Purgatory begins

   

Purgatory: (n) a condition of temporary suffering; in Catholic doctrine, a place to purify your sins before going to heaven.


Heaven is a sailboat anchored in a beautiful cove. Hell is a sailboat blown into the rocks. Then there’s purgatory– which is a sailboat undergoing repairs in the boatyard.


  

We began our first day of purgatory at the Hiva Oa boatyard on June 29, southern Marquesas, chiseling away the delaminated fiberglass under Aldebaran, and ripping away great chunks of its protective skin. 

Wet areas on the wood were now exposed for drying, which we hoped would take three days or less – if the sun was shining. 


  

Then we pulled out the heavy machinery: 5 inch and 7 inch grinders. The grinders are used to smooth out the fiberglass edges so that new layers have a smooth area for attachment. 

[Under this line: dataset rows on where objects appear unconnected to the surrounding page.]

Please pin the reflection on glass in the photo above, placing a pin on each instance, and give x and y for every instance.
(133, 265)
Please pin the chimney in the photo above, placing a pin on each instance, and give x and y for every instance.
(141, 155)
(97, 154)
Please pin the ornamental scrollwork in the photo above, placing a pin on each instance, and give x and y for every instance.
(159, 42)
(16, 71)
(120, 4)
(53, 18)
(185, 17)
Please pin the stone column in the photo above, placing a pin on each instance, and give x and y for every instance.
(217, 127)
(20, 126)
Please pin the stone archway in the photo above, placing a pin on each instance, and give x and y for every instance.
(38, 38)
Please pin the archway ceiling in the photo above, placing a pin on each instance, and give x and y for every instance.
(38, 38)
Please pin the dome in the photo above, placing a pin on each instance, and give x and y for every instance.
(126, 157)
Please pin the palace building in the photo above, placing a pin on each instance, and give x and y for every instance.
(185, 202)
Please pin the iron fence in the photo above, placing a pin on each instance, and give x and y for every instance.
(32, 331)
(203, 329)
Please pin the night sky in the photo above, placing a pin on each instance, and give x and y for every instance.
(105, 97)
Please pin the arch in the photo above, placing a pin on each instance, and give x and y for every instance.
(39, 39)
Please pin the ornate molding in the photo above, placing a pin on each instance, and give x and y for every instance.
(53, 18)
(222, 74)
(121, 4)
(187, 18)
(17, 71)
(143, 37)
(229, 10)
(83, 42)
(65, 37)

Using grinders on fiberglass is like going skiing in a blizzard. Except the snow falling is terrible plastic dust. We breath heavily through protective face masks in the tropical heat, sweating in full jumpsuits covering every inch of our body, shielding vulnerable parts with gloves, googles, and big ear muffs to tone down the unbearable noise of the grinders. (Yep, we carry all these power tools on Aldebaran… she’s a veritable work-in-progress)


  

At the very least, the view was inspiring. When it was time to rest the exhausted arms from the heavy machinery, held overhead to sand the roof of the trimaran’s wing, and get a breath of fresh air outside the sweaty face mask, at least we could gaze at an astounding mountain peak that split thick clouds rolling by in dramatic formations. 

  Aldebaran was no longer a boat, but a construction zone, albeit in a scenic spot. Would we have problems finishing the repairs? Would we run out of epoxy resin; would torrential rains prevent us from fiberglassing; would we get stuck here, like so many others in the boatyard reported (due to insufficient expertise, tools, or materials)?? 

   

The stressful uncertainty hung over us like a dark cloud… and so we embraced the 14 hour workdays with a necessary vengeance, if we were to finish the job in the allocated two weeks. 

P.S. Update… Since we have some wi-fi access at present, we were able to upload more photos for the “Famous Big Tikis” and “Hello Haul Out” posts… check them out and enjoy! (We’re normally only able to upload one photo per post with our satellite internet). 

  

One thought on “Purgatory begins

  1. This is an extraordinary undertaking and the photographs do wonders conveying the enormous amount of work this necessitates. The dust, the noise, the mess, the temperature must surely collectively be a living hell. I can’t wait to learn of Aldebaran being launched again and underway. There will be cause for great celebration. Until then…my thoughts are with you.